The chief executive of a software firm says it has not been in a financial position to pay outstanding contractual notice pay of €2,125 to a worker it let go after losing funding from Enterprise Ireland last year.

Questioned today on the firm’s failure to pay the sum, Cognito HRM chief executive Denis Coleman admitted four weeks’ notice was due under the worker’s contract rather than the one week she got.

But he told the Workplace Relations Commission today: “We haven’t had it to pay, to be honest.”

The worker said she had been left “completely out of pocket” because on top of weeks-long payroll delays, the company had given her nothing in writing about her termination to support a claim for jobseeker’s allowance.

The tribunal heard the worker was eventually paid her back wages from the CEO’s personal account.

In complaints under the Payment of Wages Act 1991 and the Minimum Notice and Terms of Employment Act 1973 Cognito HRM Ltd, trading as WorkCompass, former business development manager Amy Horgan claims she is owed the €2,125 in outstanding notice pay and a further €1,997.99 in commission more than eight months after she was let go last summer.

The company explained to her at the time it had lost funding from Enterprise Ireland that it had been “relying on”, according to her complaint form, which was opened at hearing.

Ms Horgan told the WRC that having already been told she was being “let go” from her €34,000-a-year job on 29 June 2023, the company informed her she would not get her wages for June that year.

They were already several days overdue by that point.

“Despite numerous requests by email over two weeks Mr Coleman had failed to respond or supply me with any written communication on the situation or a letter of termination… which in turn left me unable to receive jobseeker’s allowance,” she said.

“This along with the fact that I had yet to receive my wages for June as well as holiday pay owed to me left me completely out of pocket,” she said.

She was eventually paid her final pay packet, with a sum for accrued holiday entitlements on 24 July that year – “almost a month late”, she said.

Addressing Mr Coleman, Ms Horgan added: “You left half the company with no money for nearly a month with no explanation.”

Adjudicator Úna Glazier-Farmer questioned Mr Coleman directly on the payment of notice under the worker’s contract.

He replied: “Yeah, look, I gave Amy as much notice as I was able to give; as Amy has said the payroll that she received, albeit three weeks late, it didn’t come from the company account, it came from my account, right, it came from my account because that’s the only way she was going to get paid.

“I wish I was in a position to give longer notice, but the reality is at the time I simply wasn’t,” he added.

Ms Glazier-Farmer asked: “And the company’s still trading – have you not paid her since?
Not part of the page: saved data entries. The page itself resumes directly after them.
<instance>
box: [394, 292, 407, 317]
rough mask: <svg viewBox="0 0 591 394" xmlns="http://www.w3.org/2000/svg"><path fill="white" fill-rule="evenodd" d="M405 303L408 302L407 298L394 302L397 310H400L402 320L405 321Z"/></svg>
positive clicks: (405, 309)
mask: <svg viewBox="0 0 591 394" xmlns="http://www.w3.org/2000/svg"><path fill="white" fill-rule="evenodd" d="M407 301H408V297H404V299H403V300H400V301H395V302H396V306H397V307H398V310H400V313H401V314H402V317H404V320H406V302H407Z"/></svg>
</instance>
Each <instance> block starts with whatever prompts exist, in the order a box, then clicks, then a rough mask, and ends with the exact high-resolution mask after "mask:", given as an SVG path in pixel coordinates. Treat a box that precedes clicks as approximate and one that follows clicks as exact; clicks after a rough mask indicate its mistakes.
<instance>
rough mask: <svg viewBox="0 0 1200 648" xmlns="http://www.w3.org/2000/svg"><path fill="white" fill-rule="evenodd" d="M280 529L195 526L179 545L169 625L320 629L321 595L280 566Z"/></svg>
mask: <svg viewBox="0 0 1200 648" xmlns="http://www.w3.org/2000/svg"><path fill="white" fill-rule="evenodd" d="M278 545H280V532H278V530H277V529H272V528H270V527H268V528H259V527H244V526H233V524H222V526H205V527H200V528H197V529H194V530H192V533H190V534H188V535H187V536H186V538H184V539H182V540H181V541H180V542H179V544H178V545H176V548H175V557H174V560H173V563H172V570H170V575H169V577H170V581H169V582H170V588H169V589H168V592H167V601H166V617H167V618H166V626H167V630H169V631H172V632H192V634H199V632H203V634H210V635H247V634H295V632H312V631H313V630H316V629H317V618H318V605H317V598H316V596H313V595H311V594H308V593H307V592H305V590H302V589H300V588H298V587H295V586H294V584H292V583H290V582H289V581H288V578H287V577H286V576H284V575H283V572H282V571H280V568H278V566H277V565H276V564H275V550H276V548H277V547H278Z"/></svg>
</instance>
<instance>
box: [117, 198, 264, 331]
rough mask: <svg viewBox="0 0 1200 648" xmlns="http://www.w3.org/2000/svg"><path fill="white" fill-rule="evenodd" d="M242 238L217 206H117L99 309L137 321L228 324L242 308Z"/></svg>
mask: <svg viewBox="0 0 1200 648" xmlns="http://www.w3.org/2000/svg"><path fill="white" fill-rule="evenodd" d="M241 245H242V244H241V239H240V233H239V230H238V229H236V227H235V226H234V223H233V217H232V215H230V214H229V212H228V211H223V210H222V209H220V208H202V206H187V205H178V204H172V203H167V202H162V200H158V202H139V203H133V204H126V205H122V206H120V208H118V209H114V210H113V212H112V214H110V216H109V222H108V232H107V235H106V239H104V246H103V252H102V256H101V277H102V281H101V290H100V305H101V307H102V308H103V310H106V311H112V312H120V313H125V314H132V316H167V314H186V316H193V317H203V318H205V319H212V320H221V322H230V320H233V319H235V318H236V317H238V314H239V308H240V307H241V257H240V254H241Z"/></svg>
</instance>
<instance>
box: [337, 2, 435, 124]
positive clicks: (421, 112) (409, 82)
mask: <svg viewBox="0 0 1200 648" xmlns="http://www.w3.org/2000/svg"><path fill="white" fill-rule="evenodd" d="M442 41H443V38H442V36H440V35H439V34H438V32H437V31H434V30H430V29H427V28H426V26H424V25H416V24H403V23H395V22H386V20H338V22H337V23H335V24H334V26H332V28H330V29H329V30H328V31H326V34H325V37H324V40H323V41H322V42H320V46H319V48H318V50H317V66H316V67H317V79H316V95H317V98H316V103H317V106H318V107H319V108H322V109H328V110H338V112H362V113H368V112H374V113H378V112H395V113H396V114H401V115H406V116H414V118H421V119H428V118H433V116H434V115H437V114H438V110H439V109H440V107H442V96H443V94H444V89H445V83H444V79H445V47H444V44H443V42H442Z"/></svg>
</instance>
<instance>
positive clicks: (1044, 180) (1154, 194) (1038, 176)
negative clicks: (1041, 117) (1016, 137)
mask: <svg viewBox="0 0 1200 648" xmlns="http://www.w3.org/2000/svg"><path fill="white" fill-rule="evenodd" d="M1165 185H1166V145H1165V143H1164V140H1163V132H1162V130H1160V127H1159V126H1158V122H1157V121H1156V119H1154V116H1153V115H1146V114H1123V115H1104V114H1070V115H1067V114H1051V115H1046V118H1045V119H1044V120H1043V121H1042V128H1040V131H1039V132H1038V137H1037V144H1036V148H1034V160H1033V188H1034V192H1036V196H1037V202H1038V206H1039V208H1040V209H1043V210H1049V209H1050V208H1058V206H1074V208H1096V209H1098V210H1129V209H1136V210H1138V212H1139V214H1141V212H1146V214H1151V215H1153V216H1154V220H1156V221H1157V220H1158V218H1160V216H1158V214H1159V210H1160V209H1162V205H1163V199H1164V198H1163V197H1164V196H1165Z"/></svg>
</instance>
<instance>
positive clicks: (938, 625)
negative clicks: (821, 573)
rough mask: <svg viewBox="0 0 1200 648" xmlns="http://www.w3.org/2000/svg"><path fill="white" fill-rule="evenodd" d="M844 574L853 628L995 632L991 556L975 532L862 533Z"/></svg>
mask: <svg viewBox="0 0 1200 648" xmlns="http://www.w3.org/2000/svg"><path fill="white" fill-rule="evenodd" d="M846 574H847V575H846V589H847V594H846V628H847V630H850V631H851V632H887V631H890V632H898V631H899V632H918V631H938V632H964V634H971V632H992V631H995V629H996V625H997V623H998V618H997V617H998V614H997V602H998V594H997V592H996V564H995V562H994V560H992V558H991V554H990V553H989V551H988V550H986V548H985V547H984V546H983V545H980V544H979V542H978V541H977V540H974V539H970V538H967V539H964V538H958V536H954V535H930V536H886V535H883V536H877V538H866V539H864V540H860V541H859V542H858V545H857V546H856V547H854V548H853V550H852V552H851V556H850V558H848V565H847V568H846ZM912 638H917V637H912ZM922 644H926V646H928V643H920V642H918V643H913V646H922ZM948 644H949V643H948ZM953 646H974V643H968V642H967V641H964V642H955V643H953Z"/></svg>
Are you accepting that she should have gotten four weeks’ notice?”

“I accept that Amy’s contract of employment says that it’s four weeks,” he said.

“Why haven’t you paid her the four weeks?” Ms Glazier-Farmer asked.

“We haven’t had it to pay, to be honest,” Mr Coleman said.

“Look, it was bitterly disappointing for Amy and for me and for everybody else what happened to our business. I’m sorry for that, and I’m sorry for the distress and everything else that it’s caused to Amy and everybody else. I’m sorry we ended up in the situation where we are,” he said.

Ms Glazier-Farmer will issue her decision in writing to the parties in due course.